As an oesophageal surgeon I can understand a common despairing perception of oesophageal cancer among many in the medical profession, and therapeutic nihilism, but the reality is that enormous advances have taken place in the management of this disease in recent years. The outcome for many patients faced with this diagnosis in 2010 is markedly improved compared with a decade ago, particularly for the increasing proportion of patients who can be treated with curative intent. There have been several advances in curative approaches. First, the staging of oesophageal cancer has been greatly enhanced with the advent of CT scanning in combination with F18deoxyglucose positron emission tomography (CT-PET), as well as endoscopic ultrasound (EUS). Treatment can be tailored to accurate staging, and more patients who cannot be helped by surgery are identified at the initial diagnosis and spared this major intervention. Second, the risk of dying from the treatment of oesophageal cancer is now about 3% in the best high-volume oesophageal centres, this would have been over 10% in the majority of reported series from international centres up to recently. This improvement has many factors, but simply reflects that the increasing concentration of complex surgery and oncological care in hospitals with the volume of cases and essential expertise should result in a virtuous circle of experience that results in continued improvement in outcomes. There may be five-fold differences in operative and oncological outcomes between high-volume and low-volume centres, and this reflects decision-making and skills of specialist surgeons, oncologists, gastroenterologists, anaesthesia, critical care, interventional radiology, and nurses, and often an added value in the hospital from cognate programmes, for instance in other complex cancer models and in cardiothoracic surgery. Finally, for early stage cancer, minimally invasive approaches, including excision of the tumour through an endoscope if is confined to the mucosa [endoscopic mucosal resection (EMR)], the use of laparoscopic approaches (minimally invasive oesophagectomy), and the occasional use of radiofrequency ablation (RFA), are approaches that can achieve cure as well as limit risks in selected patients.

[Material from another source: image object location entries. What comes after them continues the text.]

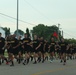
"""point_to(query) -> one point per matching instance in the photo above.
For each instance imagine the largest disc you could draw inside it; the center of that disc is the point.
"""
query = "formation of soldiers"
(38, 50)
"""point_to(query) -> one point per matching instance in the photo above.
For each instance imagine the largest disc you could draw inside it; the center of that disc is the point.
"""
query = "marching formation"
(36, 50)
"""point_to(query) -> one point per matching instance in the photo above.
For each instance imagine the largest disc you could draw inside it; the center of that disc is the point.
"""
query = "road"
(47, 68)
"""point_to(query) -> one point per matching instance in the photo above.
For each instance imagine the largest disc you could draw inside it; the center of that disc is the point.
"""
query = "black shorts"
(2, 51)
(63, 51)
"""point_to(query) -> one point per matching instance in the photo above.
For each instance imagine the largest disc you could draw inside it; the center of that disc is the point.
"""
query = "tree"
(45, 31)
(20, 32)
(7, 31)
(27, 31)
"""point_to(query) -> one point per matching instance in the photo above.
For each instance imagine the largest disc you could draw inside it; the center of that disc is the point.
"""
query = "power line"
(16, 19)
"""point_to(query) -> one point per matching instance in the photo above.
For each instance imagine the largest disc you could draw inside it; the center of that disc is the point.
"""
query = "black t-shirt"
(63, 45)
(26, 41)
(14, 42)
(35, 43)
(2, 42)
(42, 44)
(46, 46)
(52, 45)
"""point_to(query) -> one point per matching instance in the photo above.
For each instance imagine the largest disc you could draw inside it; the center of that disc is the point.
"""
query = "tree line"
(40, 30)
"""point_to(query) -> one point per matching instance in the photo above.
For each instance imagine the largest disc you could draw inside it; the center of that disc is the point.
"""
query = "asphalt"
(46, 68)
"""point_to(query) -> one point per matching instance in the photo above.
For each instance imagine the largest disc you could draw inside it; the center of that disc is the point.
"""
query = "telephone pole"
(17, 16)
(58, 31)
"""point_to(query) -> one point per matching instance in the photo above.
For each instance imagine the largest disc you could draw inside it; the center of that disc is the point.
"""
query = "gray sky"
(48, 12)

We should not rely on good fortune and serendipity to make an early diagnosis of oesophageal cancer. The identification of patients with Barrett’s oesophagus through a low threshold for endoscopy in patients with difficult reflux symptoms, and meticulous standards in the surveillance of patients with bona fide Barrett’s oesophagus, represents the best strategy. In contrast to many countries, and to Northern Ireland, no registry for Barrett’s exists in Ireland. For this reason, and with a focus and commitment to the prevention and early diagnosis of oesophageal cancer, the Oesophageal Cancer Fund has in 2010 funded the establishment of a collaboration in Barrett’s registration and research between centres in Dublin, Cork and Kilkenny, with a linkage to the established Northern Ireland Registry. This collaborative group should do some of the ground-work that should ultimately result in a national registry for Barrett’s, and uniform standards in all centres. Apart from the prospect of increasing the diagnosis of early cancer, the registry will facilitate improved services and information for the patients, provide advice on optimal treatment and cancer prevention, and enable clinical and scientific research. Much can be achieved through research in Barrett’s oesophagus, from the identification of genetic factors that may predispose to Barrett’s and cancer, to dietary interventions, the development of new therapies targeted at the inflammatory and tumour pathways in Barrett’s oesophagus, and clinical trials.